Sim, serei eu, o maldito, quase idoso e potencialmente perigoso, o poeta profeta que nas lides das manhãs ensolaradas desacredita do Sol, da manhãs e das profecias?

Serei eu, sim, o bruxo das redondezas, o mago das tristezas, o ser lúcido e lúdico a acreditar que nas mulheres há muito mais desejo que nos homens, e que só a elas a natureza propicia a distinção entre o bem e o mal, não como conceito religioso, mas essencialmente humano?

E eu, como um deus ateu, que não crê em sua própria existência como deidade, mas como entidade humana, declaro que há no nascimento humano um prazer sexual supremo, que nos faria livres, não fossem os crimes perpetrados pelas igrejas e absolvidos por elas próprias.

Que venham à luz, seres humanos sem bondade que nos causem orgasmos e não dores em seu nascimento.

À luz!!!!

25/12/2017

22/01/2018

Caneta Vermelha

Caneta Vermelha
Barata Cichetto

Ontem apanhei um papel e uma caneta.
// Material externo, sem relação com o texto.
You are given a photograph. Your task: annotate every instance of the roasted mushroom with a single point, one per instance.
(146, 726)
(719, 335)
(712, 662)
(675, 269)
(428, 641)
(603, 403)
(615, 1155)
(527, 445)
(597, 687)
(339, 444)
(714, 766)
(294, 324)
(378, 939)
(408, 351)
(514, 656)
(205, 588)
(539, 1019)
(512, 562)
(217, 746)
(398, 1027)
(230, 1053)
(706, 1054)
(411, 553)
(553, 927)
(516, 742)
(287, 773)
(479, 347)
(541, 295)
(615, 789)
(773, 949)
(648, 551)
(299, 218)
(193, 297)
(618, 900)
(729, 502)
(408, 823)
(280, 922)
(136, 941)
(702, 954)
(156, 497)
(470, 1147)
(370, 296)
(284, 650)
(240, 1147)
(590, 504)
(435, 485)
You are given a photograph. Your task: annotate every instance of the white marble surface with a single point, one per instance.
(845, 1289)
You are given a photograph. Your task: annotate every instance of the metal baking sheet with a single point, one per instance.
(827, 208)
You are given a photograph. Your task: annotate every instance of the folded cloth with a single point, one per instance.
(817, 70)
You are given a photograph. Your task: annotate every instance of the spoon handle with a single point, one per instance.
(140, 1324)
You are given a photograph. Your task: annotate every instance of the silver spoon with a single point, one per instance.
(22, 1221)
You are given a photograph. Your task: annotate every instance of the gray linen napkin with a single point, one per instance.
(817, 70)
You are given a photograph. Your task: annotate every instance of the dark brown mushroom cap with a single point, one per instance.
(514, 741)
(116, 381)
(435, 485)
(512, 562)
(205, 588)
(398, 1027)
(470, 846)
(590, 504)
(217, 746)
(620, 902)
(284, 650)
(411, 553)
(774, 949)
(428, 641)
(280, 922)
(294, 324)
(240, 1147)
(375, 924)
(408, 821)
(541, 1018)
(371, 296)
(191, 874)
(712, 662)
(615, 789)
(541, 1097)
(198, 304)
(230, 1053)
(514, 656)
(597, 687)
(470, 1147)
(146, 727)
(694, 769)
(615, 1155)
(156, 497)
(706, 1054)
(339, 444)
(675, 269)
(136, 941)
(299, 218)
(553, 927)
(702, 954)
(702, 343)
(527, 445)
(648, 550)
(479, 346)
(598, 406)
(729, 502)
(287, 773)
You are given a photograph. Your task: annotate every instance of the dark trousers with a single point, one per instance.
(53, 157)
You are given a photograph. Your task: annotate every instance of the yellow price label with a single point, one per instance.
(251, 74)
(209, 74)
Há tempos não escrevia assim. Deu saudades. A caneta era vermelha. Há tempos só uso caneta vermelha. Odeio azul ou preta. Elas me lembram escolas e escritórios. A vermelha me dá a sensação de estar escrevendo com sangue. Me dá a sensação de ser um professor corrigindo uma prova de um mau aluno. Um professor dando um zero enorme a um aluno rebelde que insiste em rabiscar um poema no lugar da resposta sobre o dia-mês-e-ano em que Dom Pedro proclamou a independência. E esse aluno era eu mesmo. Então, por consequência, escrever com uma caneta vermelha me lembra efetivamente de mim. E penso que é por isso que escrevo: para lembrar de mim mesmo, pensar que apesar de todas as notas zero que tirei nessa escola em que o diploma é a certidão de óbito, ainda quero estudar, aprender. Lembrar da minha professora do terceiro ano primário sentada com as coxas à mostra, sobre a mesa de madeira, daquela escola de madeira, que tinha um diretor que puxava a cinta e tinha um Gordini Bordô, e lembrar do meu amigo crente, o primeiro que eu lembro, não por ele ser crente, mas por ser meu primeiro amigo; e lembrar que ainda posso escrever poemas em provas de história, de geografia e de matemática. Escrever com caneta me faz lembrar uma punheta, escrever com vermelha me faz lembrar o puxão de orelha, da professora gorda e perversa; escrever à mão me faz lembrar do não que recebi de todos os que não leram o que escrevi. Escrever, efetivamente, me faz lembrar de viver.